«Kisuhikikizuri»
1 сентября 1960 года на первом занятии в ИВЯ наш педагог Наталья Вениаминовна Охотина (19271999; кандидат филологических наук, ученица патриарха советской африканистики, члена-корреспондента АН СССР Дмитрия Алексеевича Ольдерогге (19031987), преподававшего на Восточном факультете Ленинградского университета) сказала, что изучать мы будем язык суахили.
Начало преподавания этого языка и создание в ИВЯ кафедры африканистики было, безусловно, отражением существенных перемен во внешней политике СССР после ХХ съезда партии (1956). Страна становилась более открытой для внешнего мира, и круг ее интересов в сфере политики и экономики существенно расширился.
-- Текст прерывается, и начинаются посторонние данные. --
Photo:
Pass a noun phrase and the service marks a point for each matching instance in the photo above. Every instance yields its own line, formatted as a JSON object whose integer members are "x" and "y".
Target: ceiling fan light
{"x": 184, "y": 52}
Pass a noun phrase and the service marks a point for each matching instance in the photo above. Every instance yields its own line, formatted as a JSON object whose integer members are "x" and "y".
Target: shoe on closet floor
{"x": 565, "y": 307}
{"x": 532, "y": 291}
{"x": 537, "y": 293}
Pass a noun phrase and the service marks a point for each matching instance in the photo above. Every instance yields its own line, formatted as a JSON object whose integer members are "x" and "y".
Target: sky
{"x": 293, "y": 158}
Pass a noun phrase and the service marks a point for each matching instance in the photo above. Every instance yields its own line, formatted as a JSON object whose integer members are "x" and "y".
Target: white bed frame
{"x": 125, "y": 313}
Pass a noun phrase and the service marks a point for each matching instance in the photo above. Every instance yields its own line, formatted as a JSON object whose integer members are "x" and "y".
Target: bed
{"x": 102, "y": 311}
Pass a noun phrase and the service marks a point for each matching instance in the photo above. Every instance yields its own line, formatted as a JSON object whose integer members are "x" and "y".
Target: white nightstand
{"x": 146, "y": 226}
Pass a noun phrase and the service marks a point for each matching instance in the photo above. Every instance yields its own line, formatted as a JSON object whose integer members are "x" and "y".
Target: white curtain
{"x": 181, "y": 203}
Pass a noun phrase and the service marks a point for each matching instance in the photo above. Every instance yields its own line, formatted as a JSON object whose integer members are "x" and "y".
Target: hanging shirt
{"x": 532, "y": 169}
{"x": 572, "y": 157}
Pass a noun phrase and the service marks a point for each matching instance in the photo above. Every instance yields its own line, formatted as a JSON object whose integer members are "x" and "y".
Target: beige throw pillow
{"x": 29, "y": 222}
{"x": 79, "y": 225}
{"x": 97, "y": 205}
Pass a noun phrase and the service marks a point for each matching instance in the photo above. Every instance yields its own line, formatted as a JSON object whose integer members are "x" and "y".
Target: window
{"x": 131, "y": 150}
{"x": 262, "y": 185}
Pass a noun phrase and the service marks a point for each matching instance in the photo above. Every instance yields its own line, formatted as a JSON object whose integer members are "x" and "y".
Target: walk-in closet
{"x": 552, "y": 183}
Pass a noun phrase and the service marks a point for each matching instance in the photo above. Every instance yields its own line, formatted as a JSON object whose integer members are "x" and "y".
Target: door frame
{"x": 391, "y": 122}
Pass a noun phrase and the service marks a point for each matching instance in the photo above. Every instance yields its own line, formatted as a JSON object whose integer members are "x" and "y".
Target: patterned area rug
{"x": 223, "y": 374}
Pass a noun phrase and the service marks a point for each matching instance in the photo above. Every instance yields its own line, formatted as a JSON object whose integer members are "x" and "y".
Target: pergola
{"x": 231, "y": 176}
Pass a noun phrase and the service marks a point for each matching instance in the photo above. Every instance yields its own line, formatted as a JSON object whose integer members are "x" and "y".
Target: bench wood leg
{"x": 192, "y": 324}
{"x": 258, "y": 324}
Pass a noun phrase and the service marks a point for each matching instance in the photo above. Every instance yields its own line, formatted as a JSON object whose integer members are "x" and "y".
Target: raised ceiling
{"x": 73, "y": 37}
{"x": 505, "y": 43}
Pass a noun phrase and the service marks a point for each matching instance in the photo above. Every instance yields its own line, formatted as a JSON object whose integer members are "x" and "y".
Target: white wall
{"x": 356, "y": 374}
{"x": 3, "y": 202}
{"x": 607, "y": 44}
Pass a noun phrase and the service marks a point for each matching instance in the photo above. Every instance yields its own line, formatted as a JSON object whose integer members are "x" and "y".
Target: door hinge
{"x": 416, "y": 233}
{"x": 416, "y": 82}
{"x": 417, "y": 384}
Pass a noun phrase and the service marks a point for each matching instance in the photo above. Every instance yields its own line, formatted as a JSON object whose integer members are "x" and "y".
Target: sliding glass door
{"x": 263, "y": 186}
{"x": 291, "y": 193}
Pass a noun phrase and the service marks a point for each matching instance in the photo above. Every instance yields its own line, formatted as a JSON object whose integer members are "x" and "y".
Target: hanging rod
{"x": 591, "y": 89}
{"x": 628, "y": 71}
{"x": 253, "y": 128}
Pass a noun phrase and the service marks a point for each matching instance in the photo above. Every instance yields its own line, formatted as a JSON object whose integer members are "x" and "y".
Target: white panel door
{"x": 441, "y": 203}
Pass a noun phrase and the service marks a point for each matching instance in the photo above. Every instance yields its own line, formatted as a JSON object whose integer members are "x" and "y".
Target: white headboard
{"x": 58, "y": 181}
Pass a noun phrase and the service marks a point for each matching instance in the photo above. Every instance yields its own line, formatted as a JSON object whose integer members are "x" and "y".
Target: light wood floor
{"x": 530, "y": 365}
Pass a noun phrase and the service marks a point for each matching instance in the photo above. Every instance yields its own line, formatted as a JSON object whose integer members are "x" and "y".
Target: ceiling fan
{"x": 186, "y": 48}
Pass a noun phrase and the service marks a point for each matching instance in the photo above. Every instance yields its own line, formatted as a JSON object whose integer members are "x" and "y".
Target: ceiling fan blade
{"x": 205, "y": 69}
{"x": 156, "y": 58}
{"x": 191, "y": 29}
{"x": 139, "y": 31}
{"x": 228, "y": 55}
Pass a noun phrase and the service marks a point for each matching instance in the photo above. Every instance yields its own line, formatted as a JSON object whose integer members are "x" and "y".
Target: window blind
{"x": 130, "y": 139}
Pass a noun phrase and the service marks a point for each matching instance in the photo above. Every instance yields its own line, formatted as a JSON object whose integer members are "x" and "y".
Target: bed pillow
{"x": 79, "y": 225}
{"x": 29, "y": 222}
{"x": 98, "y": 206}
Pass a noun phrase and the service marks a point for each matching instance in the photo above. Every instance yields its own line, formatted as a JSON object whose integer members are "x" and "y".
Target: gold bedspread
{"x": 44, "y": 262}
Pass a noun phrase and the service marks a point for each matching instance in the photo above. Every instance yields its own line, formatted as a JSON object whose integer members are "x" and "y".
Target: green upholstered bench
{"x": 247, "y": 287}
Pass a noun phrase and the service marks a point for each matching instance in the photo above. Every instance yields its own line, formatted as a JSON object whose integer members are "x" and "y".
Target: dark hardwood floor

Незабываемое впечатление оставило первое занятие «африканским языком». Наталья Вениаминовна вкратце рассказала о языке суахили, а потом подошла к доске и написала мелом крупными буквами нечто странное: «Kisu hiki kizuri kilianguka chini». И произнесла эти слова. Для нашего слуха они прозвучали очень необычно! Еще более необычным оказался перевод «Нож этот красивый упал вниз»! Почему именно это предложение было выбрано нашим учителем? Уже не узнать
Н.В.Охотина, заместитель заведующего кафедрой африканистики в ИВЯ, заложила в нас основы грамматики суахили языка, непохожего, например, на западноевропейские (как, впрочем, и другие африканские языки). Доставала неведомо откуда тексты на этом языке, запомнились, например, «Desturi na Tabia» («Обычаи и нравы» какой-то народности, кажется, zaramu), словари суахили-английский и англо-суахили англичанина Фредерика Джонсона
* * *
К концу V курса учебы в ИВЯ каждому из нас предстояла годичная практика, т.е. работа по специальности востоковеда-африканиста. Боря Пильников выбрал ТАСС; Саша Довженко, два Володи, Макаренко и Овчинников, Московское радио, редакцию вещания на Африку, в том числе и на языке суахили; Ира Федосеева и Толя Луцков (самый старший из нас, ему было 26, преподаватель английского языка) академические институты.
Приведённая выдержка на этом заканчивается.